Добрая старушка-жена прощает ему все, в худшем случае она начинает плакать — тихими, безмолвными слезами. Одно — ей некуда податься со своей, уже ставшей нестерпимой, женской одинокостью, а другое (и более важное) — ей жаль старика, лютого от доброты, от неразделенной ни с кем чистоты носимого в себе горя. Не раз она втихомолку любуется им: кормит кур, сидящих за изгородью, и незаметно ласкает теплым, как летняя вода, взглядом его узловатые аккуратные руки, его крутую уверенную шею степняка, его седеющую хохлатую гриву.
А старик пишет и пишет письма — в редакции местных и центральных газет, радио и телевидения, в архивы, управления, министерства. Привычка, въевшаяся в него после войны, стала причиной его углубленных старческих страданий.
Осенние донецкие ветры, приносящие неожиданные недомогания, воют за окном, усиливают его одинокую неразмененную скорбь, выгоняют его на вокзал, где, за давнишней привычкой, он встречает и провожает далекие поезда. Лишь здесь, на вокзале, к нему возвращается чувство осязания изменчивой и уже отстраненной от него жизни, ощущение чего-то, что еще может измениться и повлиять на его судьбу. Собственно, это, кроме всего прочего, его маленькая хитрость: старик сознательно вводит себя в "пассажирскую ситуацию" — как актер, вопреки режиссеру, все еще надеющийся, что может-таки и просто должна случиться такая роль, какую сыграет только он, ибо не может же быть актера, почти совершенно не выигравшегося за долгую жизнь-ожидание.
Вокзал — это его маленький искусственный рай, здесь он особенно чувствует свое одиночество, каждодневно испытуемое возможными исключительностями и случайностями. Ведь жизнь для него — одно длинное, как притемненный коридор, ожидание. Вокзал — это лучший барометр его самоощущения. Надеясь, он идет на вокзал. В минуты же сомнений, внутренних колебаний он тиранит двух бедных женщин, словно требуя от них уважения к своему горю, мучает их
частыми разговорами о письмах, ответах, изливает на них застоявшуюся желчь.

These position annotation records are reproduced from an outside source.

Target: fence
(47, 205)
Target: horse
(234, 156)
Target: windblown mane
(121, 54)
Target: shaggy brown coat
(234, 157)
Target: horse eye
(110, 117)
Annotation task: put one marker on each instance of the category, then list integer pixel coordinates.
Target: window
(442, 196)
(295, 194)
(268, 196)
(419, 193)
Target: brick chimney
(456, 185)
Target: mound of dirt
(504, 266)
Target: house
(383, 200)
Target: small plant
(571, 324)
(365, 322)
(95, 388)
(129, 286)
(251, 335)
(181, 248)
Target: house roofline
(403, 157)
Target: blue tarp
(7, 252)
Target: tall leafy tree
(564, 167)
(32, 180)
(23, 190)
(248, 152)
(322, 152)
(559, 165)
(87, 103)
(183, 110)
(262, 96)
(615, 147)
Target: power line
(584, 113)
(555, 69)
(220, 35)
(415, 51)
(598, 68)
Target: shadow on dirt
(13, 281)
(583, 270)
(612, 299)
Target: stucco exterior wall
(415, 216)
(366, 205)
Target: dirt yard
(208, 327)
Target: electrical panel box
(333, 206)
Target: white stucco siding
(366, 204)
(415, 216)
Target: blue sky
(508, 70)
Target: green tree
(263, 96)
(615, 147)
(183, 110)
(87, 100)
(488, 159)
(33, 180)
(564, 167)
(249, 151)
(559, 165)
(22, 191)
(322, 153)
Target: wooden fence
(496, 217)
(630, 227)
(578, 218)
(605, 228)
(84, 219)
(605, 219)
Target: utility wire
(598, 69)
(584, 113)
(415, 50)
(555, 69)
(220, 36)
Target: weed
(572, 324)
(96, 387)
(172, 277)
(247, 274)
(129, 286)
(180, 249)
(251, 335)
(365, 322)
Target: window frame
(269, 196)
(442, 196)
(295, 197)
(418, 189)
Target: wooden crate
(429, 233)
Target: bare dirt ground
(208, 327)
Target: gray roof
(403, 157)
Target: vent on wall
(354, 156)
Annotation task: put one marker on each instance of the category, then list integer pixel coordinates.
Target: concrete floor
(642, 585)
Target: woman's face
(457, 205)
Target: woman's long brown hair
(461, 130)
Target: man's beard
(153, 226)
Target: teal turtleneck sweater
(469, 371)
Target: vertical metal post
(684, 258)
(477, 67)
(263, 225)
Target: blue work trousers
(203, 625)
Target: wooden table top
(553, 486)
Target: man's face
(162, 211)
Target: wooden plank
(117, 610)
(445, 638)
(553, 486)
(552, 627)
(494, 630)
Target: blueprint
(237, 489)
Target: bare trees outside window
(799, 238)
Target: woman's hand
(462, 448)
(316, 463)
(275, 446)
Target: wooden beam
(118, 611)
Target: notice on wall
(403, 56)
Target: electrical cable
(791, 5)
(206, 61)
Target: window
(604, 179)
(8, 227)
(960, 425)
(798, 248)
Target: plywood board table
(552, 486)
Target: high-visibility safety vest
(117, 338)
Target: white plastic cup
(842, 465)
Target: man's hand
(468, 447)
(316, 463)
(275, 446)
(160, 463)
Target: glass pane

В такие минуты женщины становятся удобным для него объектом, мишенью, в которую можно метать стрелы своей досады, неверия и даже сетований на жизнь, грохочущую со стороны вокзала (это — лейтмотив: днем и ночью Петр Степанович схватывается по зову жизни, сотрясается от проносящихся поездов).
И вот совершенно случайно старик находит своего сына. Оказывается, тот живет в этом же маленьком донецком городке, живет тихой малоактивной жизнью как стебелек, перенесший засуху,— он и теперь еще не может оправиться от прежней желтизны. Война обожгла душу Михаила; годы, проведенные без родительского тепла, детдомовское детство наложили на его характер свой отпечаток. Он замкнут и молчалив, социально развит, но расчетлив, добр, хоть доброта его и странновата, активен, но некоммуникабелен. Постороннему глазу Михаил кажется даже черствым.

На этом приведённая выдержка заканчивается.